Yogyakarta, zekriansyah.com – Hubungan antara Dahlan Iskan, sosok yang sangat identik dengan kebangkitan Jawa Pos, dan perusahaan media raksasa tersebut kini memasuki babak baru yang cukup mengejutkan. Setelah puluhan tahun membangun dan membesarkan Jawa Pos hingga menjadi salah satu grup media terbesar di Indonesia, Dahlan Iskan kini justru melayangkan gugatan hukum terhadap perusahaan yang pernah dipimpinnya.
Ilustrasi: Konflik tajam antara Dahlan Iskan dan Jawa Pos terkuak melalui gugatan dividen miliaran rupiah dan perebutan dokumen perusahaan.
Kasus ini tentu menarik perhatian banyak pihak, mengingat sejarah panjang Dahlan Iskan dengan Jawa Pos.
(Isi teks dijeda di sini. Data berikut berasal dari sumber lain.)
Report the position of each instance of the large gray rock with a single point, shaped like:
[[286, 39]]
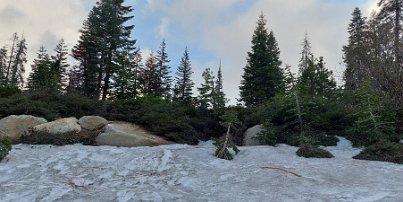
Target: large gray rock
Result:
[[92, 122], [128, 135], [15, 126], [250, 136], [60, 126]]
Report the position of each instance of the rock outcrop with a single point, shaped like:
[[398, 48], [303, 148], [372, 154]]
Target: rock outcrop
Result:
[[128, 135], [16, 126], [60, 126], [250, 136], [92, 122]]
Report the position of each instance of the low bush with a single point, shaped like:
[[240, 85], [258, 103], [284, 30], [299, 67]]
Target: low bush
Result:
[[383, 151], [85, 137], [48, 105], [311, 151], [5, 147], [321, 118], [175, 121]]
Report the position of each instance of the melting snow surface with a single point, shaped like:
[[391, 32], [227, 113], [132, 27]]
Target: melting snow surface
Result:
[[192, 173]]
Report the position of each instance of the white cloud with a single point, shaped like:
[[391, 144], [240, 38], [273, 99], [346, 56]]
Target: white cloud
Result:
[[210, 23], [162, 28], [42, 22], [370, 6]]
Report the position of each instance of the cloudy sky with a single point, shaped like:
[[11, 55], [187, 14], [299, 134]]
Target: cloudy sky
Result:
[[211, 29]]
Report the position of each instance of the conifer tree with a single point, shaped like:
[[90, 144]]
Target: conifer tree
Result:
[[11, 57], [314, 78], [391, 12], [164, 72], [183, 82], [18, 65], [306, 55], [60, 65], [207, 90], [127, 80], [262, 77], [150, 76], [41, 77], [3, 66], [219, 99], [355, 52], [104, 37]]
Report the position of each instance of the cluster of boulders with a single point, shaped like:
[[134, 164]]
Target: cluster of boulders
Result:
[[107, 133]]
Artikel ini akan membahas secara tuntas apa sebenarnya yang terjadi di balik gugatan ini, mulai dari klaim utang dividen hingga sengketa akses dokumen perusahaan. Dengan memahami duduk perkaranya, Anda akan mendapatkan gambaran jelas mengenai konflik yang kini melibatkan salah satu tokoh pers paling berpengaruh di Tanah Air dan media yang ia besarkan.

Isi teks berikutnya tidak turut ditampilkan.